Vermont claims the Bush administration has done neither and is asking the court to require the government to establish rules and guidelines promptly.
Some question lawsuit's odds
Vermont officials hope to guide the way so that their state and others can safely import drugs. Douglas said he sees this as one part of the solution to the nation's prescription drug cost problem.
"It is our hope and expectation that Vermont's leadership will result in a legal precedent that benefits every Vermonter and every American," Douglas said. "The ultimate goal is to get the best possible market prices at our pharmacies here at home
But Joe Cohen, a lawyer specializing in pharmaceutical and legislative issues, said that he doesn't believe Vermont can succeed in court.
"When it comes to the issue of safety, there's a wide discrepancy on the issue," said Cohen, a partner with the Texas office of Beirne, Maynard & Parsons. "If the FDA makes a determination that they don't think something meets the safety and efficacy standard, they have the authority to do that."
Because of the long history of legal precedents establishing the FDA's right to make decisions based on safety, changes in the FDA's reimportation stance would likely require congressional intervention, Cohen said.
Illinois goes forward; Web sites halt
Meanwhile, Blagojevich in Illinois announced that the state will contract with and inspect foreign pharmacies as part of a new online and toll-free drug ordering system.
After trying for a year to convince the FDA, Congress and "anyone and everyone else who will listen," Blagojevich said he could no longer keep asking uninsured citizens to continue to face such difficult financial decisions as paying for their medication or paying for groceries.
"These are real choices people have to make every single day," he said. "And it shouldn't have to be that way. And they shouldn't have to keep waiting for their government to help them. The federal government has failed to act. So it's time that we do."

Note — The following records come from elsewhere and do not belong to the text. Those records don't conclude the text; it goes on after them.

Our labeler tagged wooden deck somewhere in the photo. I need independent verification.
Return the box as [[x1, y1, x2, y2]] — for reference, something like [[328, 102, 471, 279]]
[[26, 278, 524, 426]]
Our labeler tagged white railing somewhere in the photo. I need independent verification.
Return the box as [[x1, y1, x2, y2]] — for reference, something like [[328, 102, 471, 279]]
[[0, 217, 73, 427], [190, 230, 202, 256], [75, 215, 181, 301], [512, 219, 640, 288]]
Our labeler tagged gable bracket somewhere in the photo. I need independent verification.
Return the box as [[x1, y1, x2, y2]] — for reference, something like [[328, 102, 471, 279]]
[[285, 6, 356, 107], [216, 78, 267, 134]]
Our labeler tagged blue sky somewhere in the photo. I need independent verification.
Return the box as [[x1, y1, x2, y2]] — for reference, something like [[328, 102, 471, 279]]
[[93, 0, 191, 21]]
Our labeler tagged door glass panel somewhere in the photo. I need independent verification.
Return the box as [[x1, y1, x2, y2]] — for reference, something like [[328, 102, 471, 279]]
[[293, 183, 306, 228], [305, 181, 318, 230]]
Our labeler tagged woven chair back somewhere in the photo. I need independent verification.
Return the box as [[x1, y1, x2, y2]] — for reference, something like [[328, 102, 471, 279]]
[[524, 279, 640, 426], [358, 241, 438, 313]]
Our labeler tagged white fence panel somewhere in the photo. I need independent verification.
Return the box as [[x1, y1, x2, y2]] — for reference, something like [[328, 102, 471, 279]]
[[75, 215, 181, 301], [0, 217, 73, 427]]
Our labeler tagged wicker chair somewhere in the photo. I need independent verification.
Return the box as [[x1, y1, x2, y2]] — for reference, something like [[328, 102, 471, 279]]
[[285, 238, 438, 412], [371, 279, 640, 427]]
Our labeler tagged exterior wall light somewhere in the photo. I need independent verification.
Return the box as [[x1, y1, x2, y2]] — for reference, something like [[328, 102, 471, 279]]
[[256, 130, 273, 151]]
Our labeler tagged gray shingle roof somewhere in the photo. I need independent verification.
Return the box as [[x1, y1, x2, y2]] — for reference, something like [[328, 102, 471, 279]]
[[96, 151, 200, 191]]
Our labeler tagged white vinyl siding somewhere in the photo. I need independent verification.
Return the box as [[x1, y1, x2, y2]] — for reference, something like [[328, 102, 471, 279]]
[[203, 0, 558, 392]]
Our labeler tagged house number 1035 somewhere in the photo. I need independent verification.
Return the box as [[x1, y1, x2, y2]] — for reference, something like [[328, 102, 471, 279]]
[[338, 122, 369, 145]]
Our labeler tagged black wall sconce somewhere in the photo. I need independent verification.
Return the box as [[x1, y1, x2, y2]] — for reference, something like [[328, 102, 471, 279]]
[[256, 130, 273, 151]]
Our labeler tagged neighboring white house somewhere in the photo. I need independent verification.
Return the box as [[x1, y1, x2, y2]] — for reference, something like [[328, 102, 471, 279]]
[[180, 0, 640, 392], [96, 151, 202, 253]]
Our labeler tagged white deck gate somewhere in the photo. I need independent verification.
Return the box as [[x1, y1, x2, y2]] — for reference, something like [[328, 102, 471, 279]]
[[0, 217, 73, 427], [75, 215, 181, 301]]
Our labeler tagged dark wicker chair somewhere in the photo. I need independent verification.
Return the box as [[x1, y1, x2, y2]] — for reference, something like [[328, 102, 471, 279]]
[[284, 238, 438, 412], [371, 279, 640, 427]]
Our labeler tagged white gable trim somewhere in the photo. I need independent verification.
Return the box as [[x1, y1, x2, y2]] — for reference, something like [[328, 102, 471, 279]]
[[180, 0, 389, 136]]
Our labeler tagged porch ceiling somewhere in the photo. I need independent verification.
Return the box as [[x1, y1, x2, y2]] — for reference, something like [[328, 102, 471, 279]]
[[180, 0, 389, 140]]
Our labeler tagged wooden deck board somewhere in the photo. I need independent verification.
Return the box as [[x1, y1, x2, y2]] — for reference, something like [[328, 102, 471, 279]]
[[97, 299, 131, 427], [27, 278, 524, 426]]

Illinois estimates that it will save the state's citizens 25% to 50% on prescription drugs by contracting with a pharmacy benefits manager to establish a clearinghouse of state-inspected and approved pharmacies and wholesalers in Canada, Ireland and the United Kingdom. If all Illinois residents used it to buy medications, the program could save consumers an estimated $1.9 billion in the first year.
The program is expected to begin running within a month of its Aug. 17 announcement. It will first target the 500,000 Illinois senior citizens without prescription drug coverage.

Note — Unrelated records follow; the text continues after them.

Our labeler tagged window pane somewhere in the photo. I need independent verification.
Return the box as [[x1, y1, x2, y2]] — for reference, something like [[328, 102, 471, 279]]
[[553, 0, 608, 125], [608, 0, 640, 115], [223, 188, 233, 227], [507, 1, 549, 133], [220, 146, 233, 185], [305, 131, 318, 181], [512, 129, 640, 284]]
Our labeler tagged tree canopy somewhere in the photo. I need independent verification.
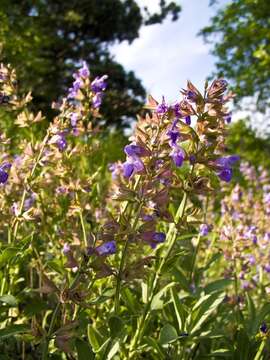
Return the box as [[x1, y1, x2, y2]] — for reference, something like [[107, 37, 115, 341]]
[[200, 0, 270, 111], [0, 0, 181, 126]]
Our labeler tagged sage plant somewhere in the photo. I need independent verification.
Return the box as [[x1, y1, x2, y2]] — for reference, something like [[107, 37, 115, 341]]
[[0, 63, 238, 360]]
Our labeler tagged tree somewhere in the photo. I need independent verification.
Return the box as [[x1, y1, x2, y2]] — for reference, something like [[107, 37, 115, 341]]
[[0, 0, 180, 126], [200, 0, 270, 112], [227, 120, 270, 169]]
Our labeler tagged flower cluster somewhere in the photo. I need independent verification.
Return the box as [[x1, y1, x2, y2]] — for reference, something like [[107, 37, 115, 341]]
[[211, 163, 270, 291]]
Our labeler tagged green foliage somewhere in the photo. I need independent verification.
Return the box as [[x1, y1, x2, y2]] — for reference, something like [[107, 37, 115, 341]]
[[200, 0, 270, 111], [228, 120, 270, 169]]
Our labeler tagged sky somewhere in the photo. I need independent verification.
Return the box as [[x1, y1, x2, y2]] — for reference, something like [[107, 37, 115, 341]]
[[112, 0, 228, 102]]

Citizens will be connected to a Canadian clearinghouse through the Internet or a toll-free telephone number that will provide information on the price and availability of about 100 of the most common brand-name medications. As a safety measure, the available drugs will be ones that are used for long periods and don't spoil during shipping.
The FDA's Hubbard said the agency will continue to try to explain to Illinois officials the safety and efficacy concerns driving the federal government's opposition to states' drug reimportation efforts.
Illinois joins Minnesota, New Hampshire, North Dakota and Wisconsin in establishing Web sites that connect citizens to Canadian pharmacies the states have approved as safe. At press time, the FDA had not taken actions against those states.
The administration, however, has cracked down on two Internet prescription drug sites that also operated dozens of stores across the country.
FDA officials on Aug. 20 announced that RxDepot and Rx of Canada signed a consent decree in which they agree to permanently stop helping U.S. citizens import drugs from Canadian pharmacies. The firms and two of their corporate officers admitted liability for causing the importation of unapproved new drugs and U.S.-manufactured drugs, according to the FDA. The administration sued the two companies in 2003, and a federal court in Oklahoma issued a preliminary injunction against the businesses in November 2003.